First Ebola Transmission Occurs in the U.S.

A nurse who had been treating the first patient to be diagnosed with and to die of Ebola within the U.S. has also contracted the virus and was diagnosed on Sunday, allegedly due to a breach in safety protocols.

The nurse, which has not been identified in public, had been treating Thomas Eric Duncan, a Liberian who was diagnosed with Ebola and had been receiving treatment at the Texas Health Presbyterian Hospital. Officials conjecture that there may have been an error in the way that she removed her protective gear, which then led to her also contracting the virus.

"The care of Ebola patients can be done safely, but it's hard to do it safely," said Dr. Thomas Frieden, the director of the Centers for Disease Control and Prevention (CDC). "Even a single, inadvertent innocent slip can result in contamination."

Others have been pointing to a possible lack of proper training within the hospital as the cause of the spread.

Many hospitals "post something on a bulletin board referring workers and nurses to the CDC guidelines. That is not how you drill and practice and become an expert," Bonnie Castillo, a disaster relief expert with National Nurses United, told Reuters.

"We have a system failure. That is what we have to correct," Castillo said.

"We haven't provided [doctors in the U.S.] with a national training program," said Dr.

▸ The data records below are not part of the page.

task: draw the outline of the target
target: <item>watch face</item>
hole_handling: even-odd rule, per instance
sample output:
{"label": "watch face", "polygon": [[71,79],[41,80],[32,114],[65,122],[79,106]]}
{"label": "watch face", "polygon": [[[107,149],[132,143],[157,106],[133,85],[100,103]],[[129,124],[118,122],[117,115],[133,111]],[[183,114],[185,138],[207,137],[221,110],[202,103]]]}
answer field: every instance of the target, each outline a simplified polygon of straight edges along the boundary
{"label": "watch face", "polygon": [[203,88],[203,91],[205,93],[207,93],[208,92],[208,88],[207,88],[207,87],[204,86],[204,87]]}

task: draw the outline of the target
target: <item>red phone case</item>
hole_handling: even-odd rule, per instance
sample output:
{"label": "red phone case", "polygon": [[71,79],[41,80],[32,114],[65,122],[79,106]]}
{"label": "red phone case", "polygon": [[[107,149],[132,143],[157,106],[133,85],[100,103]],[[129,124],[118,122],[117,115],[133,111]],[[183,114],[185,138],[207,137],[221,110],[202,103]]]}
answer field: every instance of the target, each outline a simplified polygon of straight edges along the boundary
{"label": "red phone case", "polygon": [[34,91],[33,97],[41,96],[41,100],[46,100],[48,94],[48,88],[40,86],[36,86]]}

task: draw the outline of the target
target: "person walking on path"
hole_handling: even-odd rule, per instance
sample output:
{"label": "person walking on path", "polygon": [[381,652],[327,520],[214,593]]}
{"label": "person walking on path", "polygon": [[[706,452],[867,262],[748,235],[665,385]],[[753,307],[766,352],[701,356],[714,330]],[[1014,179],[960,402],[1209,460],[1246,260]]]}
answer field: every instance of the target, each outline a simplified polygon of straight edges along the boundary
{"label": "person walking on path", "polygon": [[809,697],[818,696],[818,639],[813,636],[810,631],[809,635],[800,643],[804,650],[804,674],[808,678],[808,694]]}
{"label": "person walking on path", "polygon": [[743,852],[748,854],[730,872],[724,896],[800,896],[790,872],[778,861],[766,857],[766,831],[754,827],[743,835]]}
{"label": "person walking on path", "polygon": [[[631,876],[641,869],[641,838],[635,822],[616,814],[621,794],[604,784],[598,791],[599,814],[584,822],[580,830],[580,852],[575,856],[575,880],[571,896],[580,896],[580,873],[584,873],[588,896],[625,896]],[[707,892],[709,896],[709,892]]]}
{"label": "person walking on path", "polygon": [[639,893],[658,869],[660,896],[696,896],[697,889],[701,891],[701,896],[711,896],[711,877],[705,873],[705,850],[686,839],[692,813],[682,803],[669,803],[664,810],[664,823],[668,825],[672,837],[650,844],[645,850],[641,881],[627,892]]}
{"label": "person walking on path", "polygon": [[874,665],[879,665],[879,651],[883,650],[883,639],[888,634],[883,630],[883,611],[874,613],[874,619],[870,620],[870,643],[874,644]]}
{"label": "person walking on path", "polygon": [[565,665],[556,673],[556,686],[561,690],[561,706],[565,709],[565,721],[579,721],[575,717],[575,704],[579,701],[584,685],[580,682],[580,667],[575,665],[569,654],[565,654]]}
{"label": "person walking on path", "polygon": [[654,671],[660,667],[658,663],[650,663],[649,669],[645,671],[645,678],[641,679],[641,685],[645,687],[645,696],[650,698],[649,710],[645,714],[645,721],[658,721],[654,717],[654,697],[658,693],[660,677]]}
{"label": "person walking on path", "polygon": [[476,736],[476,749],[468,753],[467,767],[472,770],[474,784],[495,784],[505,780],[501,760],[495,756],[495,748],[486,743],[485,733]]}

Gavin Macgregor-Skinner, a public health preparedness expert at Pennsylvania State University, told Reuters. "We haven't provided them with the necessary experts that have actually worked in hospitals with Ebola."

Tom Skinner, a spokesman from the CDC, said that there are talks of having designated hospitals in each region that will specifically handle Ebola treatment, rather than having Ebola patients be admitted and treated at any nearby hospital.

The CDC will be holding a nationwide training conference call on Tuesday to prepare thousands of health care workers all over the nation in Ebola treatment.